Article Title

Physician Documentation Behaviors in Electronic Health Records as a Potential Source of Noise for Early Detection of Heart Failure

Publication Date



electronic health record, machine learning


Background/Aims: Electronic health records (EHRs) are a potentially rich source of data for developing predictive models for early detection of heart failure. But, EHR data can vary because of both patient health and variation in clinical practice and behavior among physicians. The “noise” contributed by variable physician behaviors, such as differences in frequencies of documentation, could potentially confound predictive models for detection of heart failure. In this study, we characterized the documentation behaviors of primary care physicians (PCPs) in an effort to better understand this potential source of noise.

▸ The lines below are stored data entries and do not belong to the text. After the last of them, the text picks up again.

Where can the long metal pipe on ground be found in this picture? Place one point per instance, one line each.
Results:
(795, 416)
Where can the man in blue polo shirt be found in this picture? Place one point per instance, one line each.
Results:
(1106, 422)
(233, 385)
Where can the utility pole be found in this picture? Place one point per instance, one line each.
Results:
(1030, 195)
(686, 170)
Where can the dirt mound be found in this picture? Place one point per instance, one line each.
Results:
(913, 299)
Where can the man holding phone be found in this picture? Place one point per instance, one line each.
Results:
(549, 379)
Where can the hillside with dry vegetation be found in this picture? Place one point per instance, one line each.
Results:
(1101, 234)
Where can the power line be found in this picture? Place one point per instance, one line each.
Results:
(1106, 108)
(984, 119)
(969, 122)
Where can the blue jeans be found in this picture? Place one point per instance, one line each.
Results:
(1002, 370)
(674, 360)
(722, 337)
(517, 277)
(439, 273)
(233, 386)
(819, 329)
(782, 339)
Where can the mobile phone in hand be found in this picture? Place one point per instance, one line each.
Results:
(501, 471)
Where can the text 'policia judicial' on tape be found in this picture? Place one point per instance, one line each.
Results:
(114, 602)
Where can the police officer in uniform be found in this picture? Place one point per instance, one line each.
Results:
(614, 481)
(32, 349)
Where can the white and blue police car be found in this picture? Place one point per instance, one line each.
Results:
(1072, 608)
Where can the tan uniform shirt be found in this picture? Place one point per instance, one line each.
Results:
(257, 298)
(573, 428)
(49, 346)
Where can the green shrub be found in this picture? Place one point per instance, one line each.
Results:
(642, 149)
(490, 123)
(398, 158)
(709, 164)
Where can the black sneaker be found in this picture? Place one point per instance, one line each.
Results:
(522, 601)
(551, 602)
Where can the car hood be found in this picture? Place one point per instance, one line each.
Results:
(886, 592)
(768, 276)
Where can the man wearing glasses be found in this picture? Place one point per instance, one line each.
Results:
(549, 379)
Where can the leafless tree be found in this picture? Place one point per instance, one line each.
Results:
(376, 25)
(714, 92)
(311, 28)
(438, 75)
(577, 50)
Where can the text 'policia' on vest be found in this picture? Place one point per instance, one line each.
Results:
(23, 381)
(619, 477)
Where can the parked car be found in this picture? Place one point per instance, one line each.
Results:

Methods: We used longitudinal EHR data on a stratified random sample of 5,187 patients who were: 1) 50 years of age or older, and 2) without a history of heart failure. PCPs (N = 144) were identified and paired with the patients that they had treated for a minimum of 6 months. We derived 28 measures to characterize PCP behaviors –– with documentation frequencies of assertions and denials of selected Framingham heart failure signs and symptoms (FHFSS) in office visit encounter notes adjusted for patient comorbidities. Hierarchical clustering analyses were performed on PCP documentation behaviors.

Results: PCPs were clustered into three groups with distinct documentation behaviors. Group 1 PCPs (n = 63) documented 10 out of 15 assertions and 11 of 13 denials of FHFSS, significantly more frequently than Group 3 PCPs (n = 20); Group 2 PCPs (n = 61) had significantly more frequent denial documentation behaviors than the other two. No significant differences were found among patients’ chronic, episodic and cardiometabolic chronic disease counts (comorbidities) in each of the groups (P < 0.05).

Conclusion: This study identified PCP groups with distinct documentation behaviors unrelated to patient complexity. This source of noise and potential confounder should be taken into account for predictive modeling.